One thing at a time:
I’ve been working on a CFG extractor for C++ using Taras’ gcc plugin system, and I’ve got a basic prototype working. CFG stands for “control flow graph”, which is a low-level representation of a function suitable for automatic analysis. A CFG has two main features: it shows the control structures of the function in flow-chart format, and instead of having C++ code it has a sort of bytecode. (In my case, GIMPLE expressions, which is how gcc represents CFGs.)
Here is a graphical view of the CFG for the method nsServerSocket::TryAttach.
As suggested in the title, what my plugin really does is output CFGs in JSON format. I don’t know if Taras entirely approves, but I think it’s a great idea, because (a) then I don’t have to mess with JSAPI (the C++ API for the Spidermonkey JS interpreter), (b) in my experience it really helps to have textual intermediate formats for complex analysis processes, and (c) you can write code to explore the CFG in your favorite language, in my case Python.

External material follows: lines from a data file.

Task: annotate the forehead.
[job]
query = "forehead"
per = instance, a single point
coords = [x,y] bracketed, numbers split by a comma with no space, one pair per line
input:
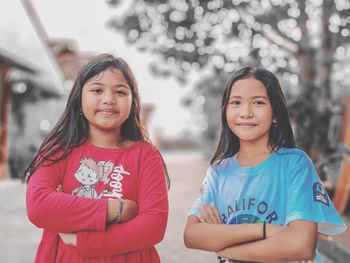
[249,87]
[109,75]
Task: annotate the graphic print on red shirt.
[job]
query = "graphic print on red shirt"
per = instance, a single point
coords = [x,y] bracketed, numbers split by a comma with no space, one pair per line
[91,172]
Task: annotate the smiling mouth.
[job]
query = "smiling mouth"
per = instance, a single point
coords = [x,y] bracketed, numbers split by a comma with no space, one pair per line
[108,112]
[246,125]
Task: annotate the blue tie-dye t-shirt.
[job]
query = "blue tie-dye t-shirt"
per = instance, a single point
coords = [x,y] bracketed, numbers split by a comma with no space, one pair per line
[283,188]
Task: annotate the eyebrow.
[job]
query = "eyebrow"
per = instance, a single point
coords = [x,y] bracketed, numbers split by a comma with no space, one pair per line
[93,82]
[254,97]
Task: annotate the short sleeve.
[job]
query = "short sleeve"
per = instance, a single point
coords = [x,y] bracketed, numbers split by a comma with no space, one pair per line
[307,198]
[208,191]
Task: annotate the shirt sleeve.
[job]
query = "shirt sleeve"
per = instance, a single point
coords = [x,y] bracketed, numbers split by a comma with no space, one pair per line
[143,231]
[208,191]
[61,212]
[308,199]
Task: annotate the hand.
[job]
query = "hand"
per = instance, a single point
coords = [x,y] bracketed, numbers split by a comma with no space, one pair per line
[130,210]
[59,188]
[324,237]
[209,214]
[69,239]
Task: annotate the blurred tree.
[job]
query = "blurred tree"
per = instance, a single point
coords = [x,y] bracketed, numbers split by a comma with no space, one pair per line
[304,42]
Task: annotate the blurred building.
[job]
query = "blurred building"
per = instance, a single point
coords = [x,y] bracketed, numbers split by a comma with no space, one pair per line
[31,84]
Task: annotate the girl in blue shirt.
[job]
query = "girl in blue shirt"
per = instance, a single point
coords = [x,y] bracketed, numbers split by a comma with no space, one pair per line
[262,199]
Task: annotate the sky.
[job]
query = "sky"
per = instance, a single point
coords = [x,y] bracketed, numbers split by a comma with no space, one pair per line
[85,21]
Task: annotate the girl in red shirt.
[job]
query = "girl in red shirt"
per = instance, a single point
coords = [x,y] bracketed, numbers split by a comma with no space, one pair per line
[97,186]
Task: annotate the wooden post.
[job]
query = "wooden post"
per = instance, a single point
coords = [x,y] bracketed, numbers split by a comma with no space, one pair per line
[5,97]
[342,188]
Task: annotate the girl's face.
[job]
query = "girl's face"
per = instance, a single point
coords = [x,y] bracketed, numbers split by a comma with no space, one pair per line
[106,101]
[249,112]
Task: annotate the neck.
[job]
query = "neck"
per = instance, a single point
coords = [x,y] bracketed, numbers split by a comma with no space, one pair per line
[105,139]
[252,154]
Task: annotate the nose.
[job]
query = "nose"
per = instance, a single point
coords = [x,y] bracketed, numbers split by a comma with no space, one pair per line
[246,111]
[109,98]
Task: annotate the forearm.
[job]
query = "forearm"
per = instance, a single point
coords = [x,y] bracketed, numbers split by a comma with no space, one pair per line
[291,244]
[215,237]
[62,212]
[143,231]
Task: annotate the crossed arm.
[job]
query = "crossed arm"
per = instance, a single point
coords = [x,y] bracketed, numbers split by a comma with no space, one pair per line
[87,220]
[244,242]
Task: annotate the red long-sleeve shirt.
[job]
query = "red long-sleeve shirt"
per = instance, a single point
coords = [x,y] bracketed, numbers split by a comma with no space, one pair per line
[90,175]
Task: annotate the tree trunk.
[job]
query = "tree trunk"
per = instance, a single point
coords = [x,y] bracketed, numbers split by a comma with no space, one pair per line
[5,96]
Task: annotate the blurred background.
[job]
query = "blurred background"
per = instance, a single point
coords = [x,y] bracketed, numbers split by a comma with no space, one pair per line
[182,52]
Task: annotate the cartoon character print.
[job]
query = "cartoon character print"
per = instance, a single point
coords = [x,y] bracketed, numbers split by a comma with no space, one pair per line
[89,174]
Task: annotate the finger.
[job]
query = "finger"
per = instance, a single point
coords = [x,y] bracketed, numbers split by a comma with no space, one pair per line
[216,213]
[204,212]
[201,219]
[324,237]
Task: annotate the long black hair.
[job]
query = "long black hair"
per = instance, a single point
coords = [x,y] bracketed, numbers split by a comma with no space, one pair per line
[280,133]
[71,130]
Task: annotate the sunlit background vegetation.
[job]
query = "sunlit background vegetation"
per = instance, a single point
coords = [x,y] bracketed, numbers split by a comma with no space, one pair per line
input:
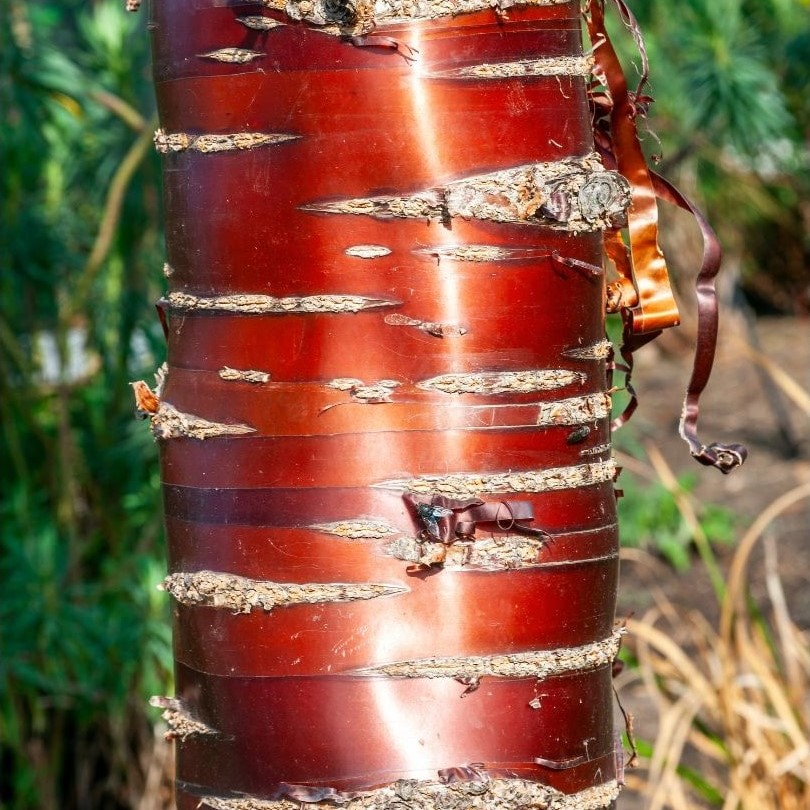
[84,637]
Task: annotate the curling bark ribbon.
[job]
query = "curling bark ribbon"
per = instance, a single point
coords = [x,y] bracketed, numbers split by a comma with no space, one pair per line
[385,422]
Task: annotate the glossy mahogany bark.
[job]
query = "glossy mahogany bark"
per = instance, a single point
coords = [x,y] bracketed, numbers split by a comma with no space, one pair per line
[279,438]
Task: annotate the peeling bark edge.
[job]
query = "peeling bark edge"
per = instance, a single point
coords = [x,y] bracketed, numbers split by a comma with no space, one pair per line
[466,485]
[411,794]
[182,724]
[501,553]
[249,304]
[169,142]
[539,664]
[359,529]
[596,351]
[169,423]
[524,68]
[243,595]
[575,195]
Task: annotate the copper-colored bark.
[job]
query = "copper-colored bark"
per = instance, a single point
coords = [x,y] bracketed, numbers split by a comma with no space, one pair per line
[316,411]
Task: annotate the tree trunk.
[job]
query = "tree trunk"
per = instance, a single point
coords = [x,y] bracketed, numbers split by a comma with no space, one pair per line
[384,429]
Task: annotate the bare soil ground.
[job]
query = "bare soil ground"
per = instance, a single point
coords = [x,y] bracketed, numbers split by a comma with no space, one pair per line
[737,406]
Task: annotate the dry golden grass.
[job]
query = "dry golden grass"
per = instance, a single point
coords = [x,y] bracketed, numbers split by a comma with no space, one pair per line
[732,696]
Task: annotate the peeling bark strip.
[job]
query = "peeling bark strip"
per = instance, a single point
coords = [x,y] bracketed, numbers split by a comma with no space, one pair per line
[257,23]
[412,794]
[166,142]
[267,305]
[248,375]
[234,56]
[469,485]
[595,451]
[242,595]
[505,552]
[482,253]
[503,382]
[575,411]
[182,724]
[539,664]
[375,393]
[596,351]
[576,195]
[169,423]
[552,66]
[360,529]
[364,15]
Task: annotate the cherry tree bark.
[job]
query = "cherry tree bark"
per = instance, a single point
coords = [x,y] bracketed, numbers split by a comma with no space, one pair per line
[384,428]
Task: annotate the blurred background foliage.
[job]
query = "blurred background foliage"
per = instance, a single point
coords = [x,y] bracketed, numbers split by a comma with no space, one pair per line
[84,636]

The immediate practical goal I have in mind is analyzing how error codes (
nsresults) are used in Firefox, so I can figure out how to replace them with C++ exceptions. As a test example, I started writing a script to find the propagate pattern, which is anything that looks like:
nsresult rv = callSomeMethod();
if (NS_FAILED(rv)) return rv;
The significance of propagate is that refactoring it to use exceptions is easy: just remove rv and all the code that uses it.
My idea for the script is to find method calls, then for each call do a DeHydra-like exploration of all forward paths that can be reached when rv is a failure code (i.e., rv != 0). If all the failure paths return rv before doing anything else, then we have the propagate pattern.
I’ve coded up a crude version of this idea that’s just good enough to find the two instances of propagate in TryAttach. And it runs in about .007 seconds on TryAttach, which is a rate of 500,000 methods per hour. Over all of FF, it will almost certainly not run that fast, but at least I haven’t already proven it’s too slow.
Next steps will be trying the analysis on more FF methods, or cleaning up the CFG extractor and adding it to the Dehydra-gcc repository.